Cupping my husband’s cheek, I press a soft kiss to his lips, letting it linger before I answer. “For every member of our family to find a love like ours.”
Phil’s eyes sparkle in the twinkling light. He swallows as he fights to keep the tears at bay. “Sounds like a perfect wish.”
I nod. I thought so too.
4
“How did you get your presents wrapped? Did you stay up all night?” I grumble at Phil as I sit at our kitchen table fighting with the scissors, paper, and tape.
Phil shoots me a disdainful look. “Please, let’s be real. I paid for the store to wrap them. When I asked Ali to go pick up my gifts, even she wouldn’t know the difference between her gift and yours.”
I gape at my husband both for his audacity and his genius. Instead of being frustrated with plastic-tape contraptions that claim to cut tape but instead cut your fingers, he’s sipping a latte he picked up at The Coffee Shop while watching the weather forecast to determine if we’re having a white Christmas.
“You realize there’s going to be some pretty insane gift giving this year,” I comment absently, trying to make certain the snowmen’s heads on my packages line up. Quickly realizing the futility of this effort, I decide time is more important than beauty as I slap another piece of tape on. “I mean, not only is there the regular gift exchange and the white elephant contest, there’s now a Secret Santa on top of it.” Pausing to admire the way I managed to wrap my entry for the white elephant gift exchange, I sincerely hope that what I bought is considered so grotesque an item that Phil and I only have to host one of theseobjets d’horreurin our home for the following three hundred sixty-four days.
There are a few rules to the annual Freeman white elephant contest. First, the item has to be purchased at HomeGoods. No exceptions. Second, it has to be under fifty dollars, including tax. Third, if you buy the same item as someone else, you’re automatically disqualified from winning. Fourth, all family members play—even spouses. I tried to object vehemently to that rule when Phil and I first got married. I was obviously overruled.
But it’s the final rule that makes this contest so damn competitive. Whatever object you end up with has to remain on prominent display in your house until the next Christmas Eve when one of the siblings will come around and collect it to be donated after the New Year. Fortunately, Phil pulled off a miracle last year by finding a brownish mustard-yellow magazine bag embroidered with pigs using hot-pink threads. The look on Cassidy’s face when she opened it said she knew she was a goner. Until that point, she was in the lead. I wince whenever I pass her entry from last year, a baby-puke-green ceramic lamp in the shape of a guppy resting on our corner table.

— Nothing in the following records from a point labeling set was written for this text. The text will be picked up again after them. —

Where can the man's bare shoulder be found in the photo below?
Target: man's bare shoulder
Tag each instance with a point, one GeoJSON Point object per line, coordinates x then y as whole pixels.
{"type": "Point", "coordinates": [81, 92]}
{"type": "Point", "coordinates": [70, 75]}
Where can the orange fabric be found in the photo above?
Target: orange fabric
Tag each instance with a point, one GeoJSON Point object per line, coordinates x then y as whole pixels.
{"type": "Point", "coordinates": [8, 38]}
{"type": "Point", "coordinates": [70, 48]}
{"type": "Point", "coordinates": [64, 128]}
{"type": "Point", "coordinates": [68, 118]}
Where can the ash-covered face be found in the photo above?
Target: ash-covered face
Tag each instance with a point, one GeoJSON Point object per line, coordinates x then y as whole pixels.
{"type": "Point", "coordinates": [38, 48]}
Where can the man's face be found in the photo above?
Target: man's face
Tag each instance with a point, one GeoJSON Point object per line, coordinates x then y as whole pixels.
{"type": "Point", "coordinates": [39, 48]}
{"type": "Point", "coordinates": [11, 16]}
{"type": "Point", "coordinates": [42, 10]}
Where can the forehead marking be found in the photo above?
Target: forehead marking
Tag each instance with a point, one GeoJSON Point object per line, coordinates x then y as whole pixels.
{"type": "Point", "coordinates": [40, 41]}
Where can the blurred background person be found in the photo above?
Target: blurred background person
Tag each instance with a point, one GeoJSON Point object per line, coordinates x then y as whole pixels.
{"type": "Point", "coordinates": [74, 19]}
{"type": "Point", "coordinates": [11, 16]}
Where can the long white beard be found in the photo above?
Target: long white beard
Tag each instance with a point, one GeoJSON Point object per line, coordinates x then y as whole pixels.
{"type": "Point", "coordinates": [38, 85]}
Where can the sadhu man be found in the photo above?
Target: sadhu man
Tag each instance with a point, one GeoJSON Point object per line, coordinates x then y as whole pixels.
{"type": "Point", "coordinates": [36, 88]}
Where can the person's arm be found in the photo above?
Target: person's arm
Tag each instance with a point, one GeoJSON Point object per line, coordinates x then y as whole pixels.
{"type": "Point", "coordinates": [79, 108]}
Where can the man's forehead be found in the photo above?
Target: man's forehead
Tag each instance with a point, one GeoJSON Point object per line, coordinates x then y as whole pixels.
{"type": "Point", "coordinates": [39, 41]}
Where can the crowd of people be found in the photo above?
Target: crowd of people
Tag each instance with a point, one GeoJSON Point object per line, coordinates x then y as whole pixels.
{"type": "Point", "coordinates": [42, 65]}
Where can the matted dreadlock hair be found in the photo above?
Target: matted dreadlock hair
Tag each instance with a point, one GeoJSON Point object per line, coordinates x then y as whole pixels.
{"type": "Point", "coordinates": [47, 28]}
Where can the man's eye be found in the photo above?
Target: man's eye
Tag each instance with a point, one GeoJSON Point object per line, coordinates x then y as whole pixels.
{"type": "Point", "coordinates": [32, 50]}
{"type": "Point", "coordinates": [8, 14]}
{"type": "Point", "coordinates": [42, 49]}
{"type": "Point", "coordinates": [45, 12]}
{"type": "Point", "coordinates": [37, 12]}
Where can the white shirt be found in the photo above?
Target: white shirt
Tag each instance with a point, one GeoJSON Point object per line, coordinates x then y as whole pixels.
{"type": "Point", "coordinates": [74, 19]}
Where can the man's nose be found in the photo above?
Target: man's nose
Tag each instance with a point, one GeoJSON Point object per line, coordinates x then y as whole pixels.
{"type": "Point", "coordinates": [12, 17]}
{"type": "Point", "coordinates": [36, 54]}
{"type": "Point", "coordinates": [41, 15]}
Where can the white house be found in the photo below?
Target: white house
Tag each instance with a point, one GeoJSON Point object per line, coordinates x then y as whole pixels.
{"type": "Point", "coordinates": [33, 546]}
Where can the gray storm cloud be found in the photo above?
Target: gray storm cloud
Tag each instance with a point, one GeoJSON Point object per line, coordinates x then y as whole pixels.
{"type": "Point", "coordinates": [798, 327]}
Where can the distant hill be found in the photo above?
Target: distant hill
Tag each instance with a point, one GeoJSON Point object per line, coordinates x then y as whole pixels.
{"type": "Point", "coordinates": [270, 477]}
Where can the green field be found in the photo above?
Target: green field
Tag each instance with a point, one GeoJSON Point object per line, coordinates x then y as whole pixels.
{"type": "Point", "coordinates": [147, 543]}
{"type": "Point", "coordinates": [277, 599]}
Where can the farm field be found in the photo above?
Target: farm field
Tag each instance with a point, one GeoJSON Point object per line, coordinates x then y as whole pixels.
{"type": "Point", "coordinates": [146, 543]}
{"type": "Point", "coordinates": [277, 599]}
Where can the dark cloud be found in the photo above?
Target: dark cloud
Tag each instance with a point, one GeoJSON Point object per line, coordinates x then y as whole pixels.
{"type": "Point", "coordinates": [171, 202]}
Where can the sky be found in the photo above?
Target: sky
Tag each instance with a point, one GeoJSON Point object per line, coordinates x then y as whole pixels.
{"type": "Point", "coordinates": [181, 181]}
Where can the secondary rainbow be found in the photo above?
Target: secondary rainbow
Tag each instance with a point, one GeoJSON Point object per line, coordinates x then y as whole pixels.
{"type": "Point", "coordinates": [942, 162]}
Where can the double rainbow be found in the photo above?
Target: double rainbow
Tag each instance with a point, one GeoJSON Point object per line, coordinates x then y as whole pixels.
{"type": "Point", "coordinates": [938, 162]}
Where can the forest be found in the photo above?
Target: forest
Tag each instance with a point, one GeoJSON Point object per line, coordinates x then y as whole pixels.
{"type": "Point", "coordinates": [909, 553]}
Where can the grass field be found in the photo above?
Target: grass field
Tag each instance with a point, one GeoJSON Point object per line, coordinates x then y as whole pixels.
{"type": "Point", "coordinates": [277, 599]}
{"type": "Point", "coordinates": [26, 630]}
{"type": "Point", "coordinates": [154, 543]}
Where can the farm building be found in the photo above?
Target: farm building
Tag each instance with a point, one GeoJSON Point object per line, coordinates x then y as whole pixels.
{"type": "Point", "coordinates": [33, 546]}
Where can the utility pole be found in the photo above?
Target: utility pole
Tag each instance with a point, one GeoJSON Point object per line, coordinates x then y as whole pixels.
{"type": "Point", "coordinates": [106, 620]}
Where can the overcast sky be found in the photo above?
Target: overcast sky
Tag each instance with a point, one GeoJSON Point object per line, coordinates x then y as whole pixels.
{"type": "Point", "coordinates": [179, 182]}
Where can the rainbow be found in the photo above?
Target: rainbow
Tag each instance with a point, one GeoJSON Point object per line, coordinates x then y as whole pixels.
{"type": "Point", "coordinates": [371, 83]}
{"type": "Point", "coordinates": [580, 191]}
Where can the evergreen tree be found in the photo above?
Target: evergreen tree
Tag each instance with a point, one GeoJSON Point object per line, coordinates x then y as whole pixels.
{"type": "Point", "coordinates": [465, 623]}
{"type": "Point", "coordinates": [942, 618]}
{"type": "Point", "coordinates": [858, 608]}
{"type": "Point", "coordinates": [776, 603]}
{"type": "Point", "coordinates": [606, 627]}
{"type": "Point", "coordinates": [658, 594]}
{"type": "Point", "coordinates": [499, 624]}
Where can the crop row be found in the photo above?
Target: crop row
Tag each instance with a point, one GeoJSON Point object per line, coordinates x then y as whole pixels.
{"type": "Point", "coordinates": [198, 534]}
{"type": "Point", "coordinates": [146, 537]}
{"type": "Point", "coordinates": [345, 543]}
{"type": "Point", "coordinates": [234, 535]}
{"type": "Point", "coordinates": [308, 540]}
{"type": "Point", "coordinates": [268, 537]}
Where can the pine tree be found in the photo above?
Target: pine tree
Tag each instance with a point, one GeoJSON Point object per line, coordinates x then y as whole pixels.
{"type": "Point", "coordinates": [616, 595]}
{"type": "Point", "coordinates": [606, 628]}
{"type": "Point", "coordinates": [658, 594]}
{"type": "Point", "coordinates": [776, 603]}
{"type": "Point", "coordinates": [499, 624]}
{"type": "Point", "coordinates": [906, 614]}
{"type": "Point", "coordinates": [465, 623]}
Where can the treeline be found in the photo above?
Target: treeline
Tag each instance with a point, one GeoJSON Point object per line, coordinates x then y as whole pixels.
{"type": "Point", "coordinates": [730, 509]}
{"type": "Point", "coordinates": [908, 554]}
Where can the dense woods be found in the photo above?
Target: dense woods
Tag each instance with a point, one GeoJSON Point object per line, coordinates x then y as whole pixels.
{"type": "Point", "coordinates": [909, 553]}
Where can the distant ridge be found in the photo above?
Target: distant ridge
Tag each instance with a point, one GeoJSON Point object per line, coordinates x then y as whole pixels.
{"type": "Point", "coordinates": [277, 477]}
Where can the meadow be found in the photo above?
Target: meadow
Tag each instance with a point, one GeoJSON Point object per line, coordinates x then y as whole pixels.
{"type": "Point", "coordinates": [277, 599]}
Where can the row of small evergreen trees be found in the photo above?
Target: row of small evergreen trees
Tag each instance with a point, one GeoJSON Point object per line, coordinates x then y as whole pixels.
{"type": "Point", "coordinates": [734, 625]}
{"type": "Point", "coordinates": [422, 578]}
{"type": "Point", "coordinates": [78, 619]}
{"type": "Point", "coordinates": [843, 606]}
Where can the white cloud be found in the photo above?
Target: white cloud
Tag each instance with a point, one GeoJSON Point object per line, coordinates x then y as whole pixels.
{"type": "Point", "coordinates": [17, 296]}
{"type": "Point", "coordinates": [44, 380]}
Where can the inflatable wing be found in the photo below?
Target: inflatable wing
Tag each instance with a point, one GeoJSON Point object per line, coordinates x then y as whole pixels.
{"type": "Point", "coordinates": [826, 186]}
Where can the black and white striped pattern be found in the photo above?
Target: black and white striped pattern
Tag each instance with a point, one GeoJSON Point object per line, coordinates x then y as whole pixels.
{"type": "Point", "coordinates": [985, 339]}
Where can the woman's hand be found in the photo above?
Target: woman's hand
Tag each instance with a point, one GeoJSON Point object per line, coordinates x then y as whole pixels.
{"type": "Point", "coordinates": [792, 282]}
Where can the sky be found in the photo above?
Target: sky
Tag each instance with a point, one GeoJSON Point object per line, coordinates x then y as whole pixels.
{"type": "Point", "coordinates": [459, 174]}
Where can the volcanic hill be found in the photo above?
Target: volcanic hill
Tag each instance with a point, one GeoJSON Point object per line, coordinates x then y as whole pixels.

With Caleb and Keene now in the running, competition is going to get fierce.
“Babe,” I call absently. “Did you wrap your white elephant gift?”
Phil lets out a snort. “I haven’t even gone shopping for it yet. You know as well I do, the worst shit is always left for the twenty-third. I thought we’d go today.”
I groan, not only knowing he’s right but realizing I may have purchased too soon. Eyeing the package I just spent twenty minutes fighting to wrap, I wonder if I should bring it with me in case I need to return it.
Or in case I run into a sibling and they have the same thing in their cart.
* * *
I don’t carewhat store you’re in, shopping for Christmas on December 23 is a mistake—even if you’re looking for the tackiest shit you can find in HomeGoods. Phil and I go up and down every single aisle. My genius husband saw a throw on a display chair as we walked in and snagged it. “Just in case we run into one of the others,” he warns.
Good thing he did.
We’re down the clearance aisle where the worst and cheapest crap is shoved when we run into Corinna. She’s holding a surprisingly normal hot-pink cashmere throw in her hands and admiring it. I pull Phil back behind a display by the back of his jeans. “Shit. I think you just gave me a wedgie,” he complains.